Enrique Padilla Santos
LA PRENSA publicó el miércoles 18 de mayo del año corriente un mea culpa por enumerar en una lista negra, en una publicación del 16 de mayo, apenas dos días atrás, a 89 ciudadanos que no podrían acceder a una visa de entrada a Estados Unidos, por estar tildados de terroristas o corruptos por el coloso del norte.
Ante la publicación de esa lista, las reacciones no se dejaron esperar. Algunos de los personajes que se señalaban en la lista, incrédulos, abrían los ojos desorbitados ante la noticia.

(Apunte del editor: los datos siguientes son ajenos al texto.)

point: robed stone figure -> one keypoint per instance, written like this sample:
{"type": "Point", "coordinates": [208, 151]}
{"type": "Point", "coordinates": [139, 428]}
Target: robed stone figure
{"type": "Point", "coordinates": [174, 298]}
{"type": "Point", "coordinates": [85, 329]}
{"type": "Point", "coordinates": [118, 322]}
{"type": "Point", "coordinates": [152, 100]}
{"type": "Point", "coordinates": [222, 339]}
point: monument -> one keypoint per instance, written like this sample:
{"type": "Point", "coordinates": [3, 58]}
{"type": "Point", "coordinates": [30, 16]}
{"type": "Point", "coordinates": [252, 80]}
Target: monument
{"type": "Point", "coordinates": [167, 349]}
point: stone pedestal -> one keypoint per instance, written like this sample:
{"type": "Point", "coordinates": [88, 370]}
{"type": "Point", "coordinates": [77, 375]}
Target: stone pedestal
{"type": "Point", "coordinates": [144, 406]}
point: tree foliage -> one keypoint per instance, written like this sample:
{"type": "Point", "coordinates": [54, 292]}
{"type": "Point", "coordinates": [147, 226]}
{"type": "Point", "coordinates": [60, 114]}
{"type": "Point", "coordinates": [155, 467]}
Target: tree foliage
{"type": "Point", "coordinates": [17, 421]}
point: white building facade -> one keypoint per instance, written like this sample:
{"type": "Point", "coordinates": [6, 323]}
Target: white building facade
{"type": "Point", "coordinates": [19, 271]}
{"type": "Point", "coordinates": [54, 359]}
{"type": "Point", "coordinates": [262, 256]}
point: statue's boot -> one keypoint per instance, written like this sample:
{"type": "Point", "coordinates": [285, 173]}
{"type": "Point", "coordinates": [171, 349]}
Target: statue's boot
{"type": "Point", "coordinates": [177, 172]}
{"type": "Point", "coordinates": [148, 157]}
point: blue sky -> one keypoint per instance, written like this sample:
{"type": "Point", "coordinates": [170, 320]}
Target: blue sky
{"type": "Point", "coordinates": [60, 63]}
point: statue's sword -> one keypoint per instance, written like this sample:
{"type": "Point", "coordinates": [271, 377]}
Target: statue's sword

Otros, más calmados, decían: “Ni me gusta ese país”, como buscando un consuelo para no sentirse aludidos.
Creo que para todos estos señores hay una receta, la cual es muy fácil de elaborar: si quieres darte cuenta que no tienes esos deshonrosos apelativos lo mejor es ir a la Embajada Americana a solicitar visa, raudo y veloz muévete y preséntate temprano, solamente vas arriesgando cien dolaritos.
Más arriesgado, eso sí, es para los que tienen visa y se deciden a hacer el viaje. Si les dan entrada, es muy fácil comprarse el pasaje de ida. Pero si, por el contrario, no los dejan entrar y los deportan, el viaje de regreso a nuestro país es gratis. Eso ya es una ventaja.